# Removing the rear seat for re-stiching 05



## khurst (Nov 13, 2009)

New owner of an 05 Goat with just under 9K on the clock. The rear seat stiching is coming loose and need to repair it. Could anyone tell me how to get the rear seat out with out damaging anything?

Thanks,
Kirk Hurst
Corpus Christi, TX

05 LS2 6 Speed


----------



## GM4life (Mar 18, 2007)

You have to remove the bottom seat cushon first, to do that there are T-handle release handles that you pull to unlatch the seat. Pull the handles and pull the seat out. After you pull the seat cushon out then you should see the the bolts that hold the seat back in place, unbolt it and I beleave you have to push up and out on the seat back.

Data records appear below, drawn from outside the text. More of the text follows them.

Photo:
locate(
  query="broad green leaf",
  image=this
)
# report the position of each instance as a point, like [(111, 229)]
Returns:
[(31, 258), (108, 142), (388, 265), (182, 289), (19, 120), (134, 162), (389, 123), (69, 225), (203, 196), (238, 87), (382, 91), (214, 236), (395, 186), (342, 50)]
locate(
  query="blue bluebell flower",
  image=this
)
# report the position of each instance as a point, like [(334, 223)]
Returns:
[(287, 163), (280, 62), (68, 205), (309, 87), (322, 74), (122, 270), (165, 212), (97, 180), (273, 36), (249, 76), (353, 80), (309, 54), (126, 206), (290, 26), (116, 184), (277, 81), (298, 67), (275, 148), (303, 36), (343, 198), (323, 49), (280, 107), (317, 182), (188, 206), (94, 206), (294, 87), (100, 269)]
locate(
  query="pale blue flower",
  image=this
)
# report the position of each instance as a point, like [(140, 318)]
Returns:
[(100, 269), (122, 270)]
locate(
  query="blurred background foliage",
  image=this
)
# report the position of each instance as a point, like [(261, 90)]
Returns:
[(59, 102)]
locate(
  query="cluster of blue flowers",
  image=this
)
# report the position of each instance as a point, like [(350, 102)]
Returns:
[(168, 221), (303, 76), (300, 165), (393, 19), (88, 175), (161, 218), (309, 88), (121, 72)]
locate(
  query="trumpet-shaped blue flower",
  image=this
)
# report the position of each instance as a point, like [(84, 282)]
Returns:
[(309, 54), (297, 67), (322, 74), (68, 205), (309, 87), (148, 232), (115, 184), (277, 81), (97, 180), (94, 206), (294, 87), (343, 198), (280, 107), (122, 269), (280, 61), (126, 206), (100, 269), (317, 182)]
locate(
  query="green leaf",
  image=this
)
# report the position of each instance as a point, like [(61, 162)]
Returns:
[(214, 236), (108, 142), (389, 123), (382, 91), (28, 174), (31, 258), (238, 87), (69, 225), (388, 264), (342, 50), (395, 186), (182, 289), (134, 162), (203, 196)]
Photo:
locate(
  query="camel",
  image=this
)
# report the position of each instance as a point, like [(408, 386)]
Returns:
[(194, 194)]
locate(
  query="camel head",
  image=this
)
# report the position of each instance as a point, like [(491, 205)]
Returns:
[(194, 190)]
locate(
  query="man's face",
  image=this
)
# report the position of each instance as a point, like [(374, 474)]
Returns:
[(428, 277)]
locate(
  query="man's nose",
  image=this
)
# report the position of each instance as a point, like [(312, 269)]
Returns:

*EDIT: here is better directions:*







1) Lift the front of the rear seat cushion assembly (1), to gain access to the rear seat cushion release handles (2). 
2)Pull the release handle horizontally outwards, while lifting the front of the rear seat cushion until the lock mechanism is released. 
3)Maneuver the seat belt buckles through the 2 slots in the rear seat center pad. 
4)Remove the rear seat. 









Remove two rear seat back retaining screws (1). 







Lift the rear seat back assembly up until the seat back retaining hooks (1) release from the retaining slots (2) in the rear compartment front panel. 
Remove the rear seat back rest from the vehicle.


----------



## khurst (Nov 13, 2009)

Thanks------you da man!!!!


----------



## GM4life (Mar 18, 2007)

No problem :cheers


----------